El uso de fertilizantes de liberación gradual aporta nutrientes de manera constante, mejorando la eficiencia y reduciendo las pérdidas por volatilización, fijación y lixiviación. Incorporar tecnologías que protejan los nutrientes, como sustancias húmicas y polímeros, altera el flujo difusivo y permite que los nutrientes estén disponibles en los momentos en que la planta los demanda, promoviendo una agricultura más consciente y sostenible.

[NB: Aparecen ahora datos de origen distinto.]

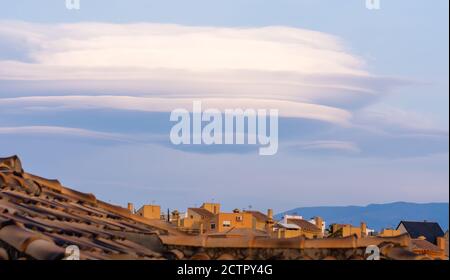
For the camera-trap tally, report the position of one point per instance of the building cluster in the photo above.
(41, 219)
(427, 238)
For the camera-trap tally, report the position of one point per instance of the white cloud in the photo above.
(293, 68)
(58, 130)
(153, 104)
(326, 145)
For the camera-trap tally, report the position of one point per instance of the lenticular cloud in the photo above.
(288, 67)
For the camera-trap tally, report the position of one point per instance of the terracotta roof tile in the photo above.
(203, 212)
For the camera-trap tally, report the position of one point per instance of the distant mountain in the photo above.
(377, 216)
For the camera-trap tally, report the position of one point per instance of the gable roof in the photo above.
(202, 212)
(303, 224)
(420, 244)
(260, 217)
(430, 230)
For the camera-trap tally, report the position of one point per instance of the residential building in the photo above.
(389, 232)
(344, 230)
(294, 226)
(430, 230)
(260, 220)
(149, 211)
(197, 220)
(225, 221)
(422, 246)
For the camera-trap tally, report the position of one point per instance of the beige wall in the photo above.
(227, 221)
(150, 212)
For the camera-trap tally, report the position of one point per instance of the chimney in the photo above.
(441, 243)
(363, 229)
(270, 213)
(319, 222)
(269, 223)
(130, 207)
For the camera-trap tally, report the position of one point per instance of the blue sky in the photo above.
(380, 78)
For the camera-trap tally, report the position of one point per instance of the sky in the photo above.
(85, 97)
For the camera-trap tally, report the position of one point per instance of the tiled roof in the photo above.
(421, 244)
(39, 218)
(303, 224)
(203, 212)
(260, 217)
(429, 230)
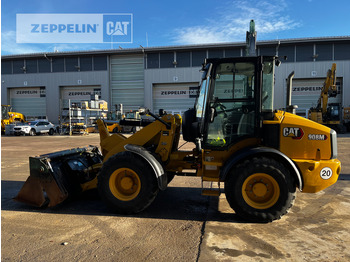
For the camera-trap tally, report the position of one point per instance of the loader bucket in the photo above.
(55, 177)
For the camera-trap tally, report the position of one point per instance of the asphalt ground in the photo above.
(180, 225)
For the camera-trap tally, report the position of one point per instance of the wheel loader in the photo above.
(260, 155)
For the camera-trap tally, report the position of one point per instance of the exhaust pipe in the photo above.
(289, 107)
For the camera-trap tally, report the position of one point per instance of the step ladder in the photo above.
(207, 186)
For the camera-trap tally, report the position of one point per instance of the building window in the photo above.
(57, 64)
(18, 66)
(216, 53)
(72, 64)
(100, 63)
(324, 52)
(342, 51)
(305, 53)
(6, 67)
(153, 60)
(268, 50)
(198, 57)
(183, 59)
(233, 52)
(31, 66)
(286, 53)
(167, 60)
(44, 65)
(86, 63)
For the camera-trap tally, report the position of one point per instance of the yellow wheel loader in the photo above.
(8, 117)
(261, 155)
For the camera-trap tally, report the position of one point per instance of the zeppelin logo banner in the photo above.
(74, 28)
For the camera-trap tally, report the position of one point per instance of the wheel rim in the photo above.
(260, 191)
(125, 184)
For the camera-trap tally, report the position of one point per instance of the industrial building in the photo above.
(40, 85)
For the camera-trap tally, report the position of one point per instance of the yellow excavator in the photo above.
(261, 155)
(328, 113)
(9, 117)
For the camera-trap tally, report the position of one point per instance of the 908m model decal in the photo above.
(317, 137)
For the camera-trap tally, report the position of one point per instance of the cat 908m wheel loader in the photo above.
(260, 154)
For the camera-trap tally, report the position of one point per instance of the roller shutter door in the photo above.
(127, 81)
(30, 101)
(306, 93)
(76, 94)
(174, 98)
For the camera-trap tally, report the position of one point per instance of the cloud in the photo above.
(9, 46)
(230, 24)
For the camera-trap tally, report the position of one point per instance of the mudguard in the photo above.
(154, 163)
(256, 151)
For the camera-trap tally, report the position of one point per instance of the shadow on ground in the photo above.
(178, 203)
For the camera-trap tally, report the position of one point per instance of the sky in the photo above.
(184, 22)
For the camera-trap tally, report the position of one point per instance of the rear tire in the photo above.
(127, 183)
(260, 189)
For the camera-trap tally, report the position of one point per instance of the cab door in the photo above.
(234, 102)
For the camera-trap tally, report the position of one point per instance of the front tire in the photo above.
(32, 132)
(127, 183)
(260, 189)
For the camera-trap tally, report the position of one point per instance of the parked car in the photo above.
(34, 128)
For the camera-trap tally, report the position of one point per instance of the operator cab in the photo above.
(235, 96)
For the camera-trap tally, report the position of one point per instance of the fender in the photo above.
(251, 152)
(154, 163)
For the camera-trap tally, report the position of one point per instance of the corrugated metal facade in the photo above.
(127, 81)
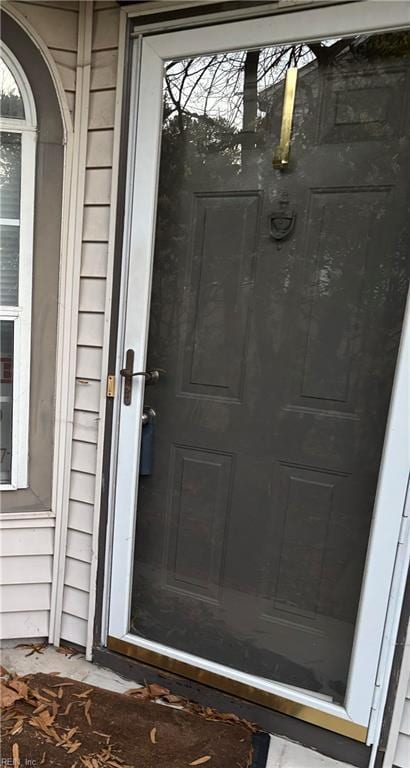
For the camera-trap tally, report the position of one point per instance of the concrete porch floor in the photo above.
(282, 753)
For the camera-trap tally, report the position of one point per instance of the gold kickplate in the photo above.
(241, 690)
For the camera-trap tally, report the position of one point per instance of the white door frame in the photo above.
(145, 135)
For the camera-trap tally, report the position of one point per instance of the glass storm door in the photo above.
(279, 283)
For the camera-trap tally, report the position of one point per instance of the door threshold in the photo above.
(241, 690)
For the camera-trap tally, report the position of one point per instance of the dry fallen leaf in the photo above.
(49, 692)
(83, 695)
(8, 696)
(74, 747)
(16, 755)
(152, 691)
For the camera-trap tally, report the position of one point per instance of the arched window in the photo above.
(18, 132)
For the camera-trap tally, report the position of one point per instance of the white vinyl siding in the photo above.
(27, 542)
(26, 559)
(91, 322)
(57, 24)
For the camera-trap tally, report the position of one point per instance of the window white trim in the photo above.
(30, 116)
(21, 315)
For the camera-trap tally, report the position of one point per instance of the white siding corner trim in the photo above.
(398, 745)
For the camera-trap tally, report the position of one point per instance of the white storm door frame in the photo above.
(145, 132)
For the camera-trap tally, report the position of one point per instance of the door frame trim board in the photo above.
(312, 24)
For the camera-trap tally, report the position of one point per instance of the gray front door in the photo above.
(276, 313)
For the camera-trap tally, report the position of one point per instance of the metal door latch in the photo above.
(151, 377)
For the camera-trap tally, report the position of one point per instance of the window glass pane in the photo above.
(9, 264)
(6, 398)
(11, 103)
(10, 174)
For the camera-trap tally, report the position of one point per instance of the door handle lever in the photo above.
(151, 377)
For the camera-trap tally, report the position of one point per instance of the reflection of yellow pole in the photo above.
(280, 157)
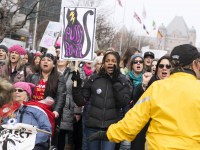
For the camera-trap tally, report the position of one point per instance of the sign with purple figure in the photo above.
(78, 33)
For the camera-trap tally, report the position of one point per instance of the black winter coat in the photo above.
(104, 99)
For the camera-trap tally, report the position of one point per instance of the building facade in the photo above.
(176, 33)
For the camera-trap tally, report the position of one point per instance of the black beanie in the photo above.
(4, 48)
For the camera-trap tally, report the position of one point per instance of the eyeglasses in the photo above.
(19, 90)
(161, 66)
(139, 61)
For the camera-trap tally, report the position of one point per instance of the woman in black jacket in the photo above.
(162, 71)
(103, 95)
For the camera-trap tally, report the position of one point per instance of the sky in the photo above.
(161, 11)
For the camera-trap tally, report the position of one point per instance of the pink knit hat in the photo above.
(18, 49)
(25, 86)
(58, 42)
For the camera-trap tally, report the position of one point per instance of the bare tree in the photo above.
(11, 11)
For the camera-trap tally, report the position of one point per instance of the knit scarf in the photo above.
(135, 79)
(88, 71)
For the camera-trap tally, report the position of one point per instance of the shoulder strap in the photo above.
(25, 73)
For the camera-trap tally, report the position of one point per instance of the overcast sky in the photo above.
(161, 11)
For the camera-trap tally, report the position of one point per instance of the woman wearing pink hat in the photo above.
(23, 112)
(14, 70)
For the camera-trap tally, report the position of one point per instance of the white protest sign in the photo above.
(17, 137)
(10, 42)
(50, 35)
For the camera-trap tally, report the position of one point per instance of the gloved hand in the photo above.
(76, 77)
(100, 135)
(116, 73)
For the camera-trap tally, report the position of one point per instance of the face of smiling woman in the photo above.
(46, 64)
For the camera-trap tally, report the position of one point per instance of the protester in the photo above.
(171, 104)
(127, 57)
(97, 64)
(49, 83)
(153, 66)
(71, 113)
(136, 70)
(6, 91)
(108, 91)
(162, 72)
(14, 70)
(32, 115)
(35, 64)
(148, 58)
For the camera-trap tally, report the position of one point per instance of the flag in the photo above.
(159, 34)
(154, 25)
(137, 18)
(120, 3)
(144, 14)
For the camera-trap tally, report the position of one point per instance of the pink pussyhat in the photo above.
(58, 43)
(26, 86)
(20, 50)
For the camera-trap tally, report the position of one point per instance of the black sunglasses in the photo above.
(19, 90)
(161, 66)
(139, 61)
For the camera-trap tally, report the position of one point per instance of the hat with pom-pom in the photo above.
(51, 53)
(25, 86)
(17, 48)
(58, 42)
(4, 47)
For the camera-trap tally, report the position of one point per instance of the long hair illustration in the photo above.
(73, 37)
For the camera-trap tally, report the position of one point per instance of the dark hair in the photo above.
(52, 82)
(128, 53)
(158, 62)
(117, 56)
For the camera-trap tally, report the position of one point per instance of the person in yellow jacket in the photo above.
(172, 104)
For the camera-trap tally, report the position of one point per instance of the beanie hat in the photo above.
(38, 54)
(20, 50)
(149, 53)
(133, 57)
(25, 86)
(57, 45)
(184, 54)
(3, 46)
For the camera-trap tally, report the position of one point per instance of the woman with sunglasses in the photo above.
(102, 95)
(49, 82)
(20, 112)
(162, 71)
(136, 70)
(14, 70)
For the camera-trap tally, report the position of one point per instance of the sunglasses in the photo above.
(161, 66)
(140, 61)
(19, 90)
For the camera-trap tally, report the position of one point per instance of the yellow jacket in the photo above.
(173, 104)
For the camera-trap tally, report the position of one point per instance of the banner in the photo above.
(78, 33)
(17, 137)
(51, 34)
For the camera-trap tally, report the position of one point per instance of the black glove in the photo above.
(100, 135)
(116, 73)
(76, 77)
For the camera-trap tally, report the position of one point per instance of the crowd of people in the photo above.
(133, 101)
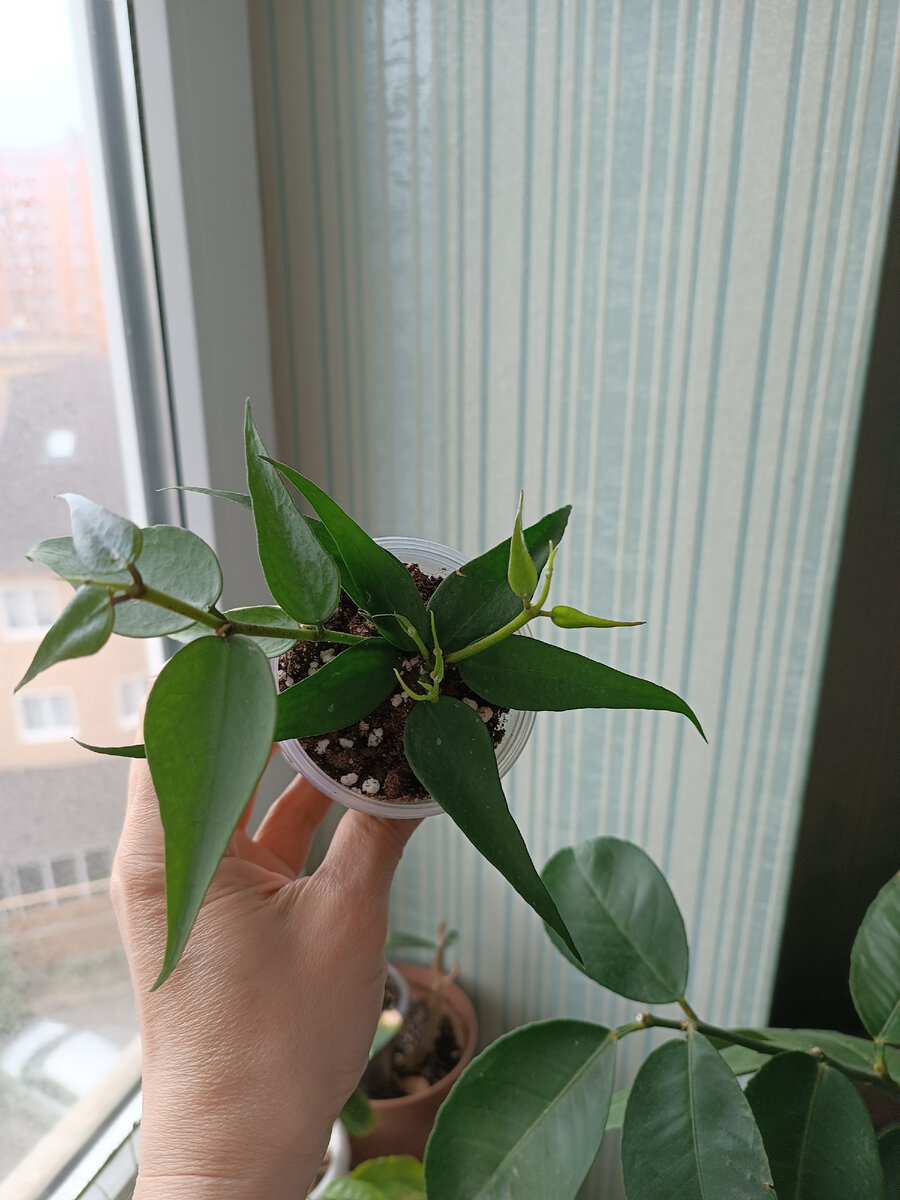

Una nutrición adecuada de las plantas da como resultado cosechas más vigorosas y productivas, año tras año. Las plantas bien nutridas resisten mejor el estrés ambiental y biótico, asegurando una producción continua y de alta calidad. Los datos de campo muestran que las prácticas nutricionales avanzadas pueden aumentar significativamente la tonelada de caña por hectárea (TCH) y los azúcares totales recuperables (ATR), lo que lleva a una mayor rentabilidad.
Utilizar nutrición vegetal avanzada es invertir en el futuro de su cultivo de caña de azúcar. Utilice prácticas de manejo nutricional equilibradas y de liberación gradual para garantizar una excelente productividad y rentabilidad a lo largo de los años.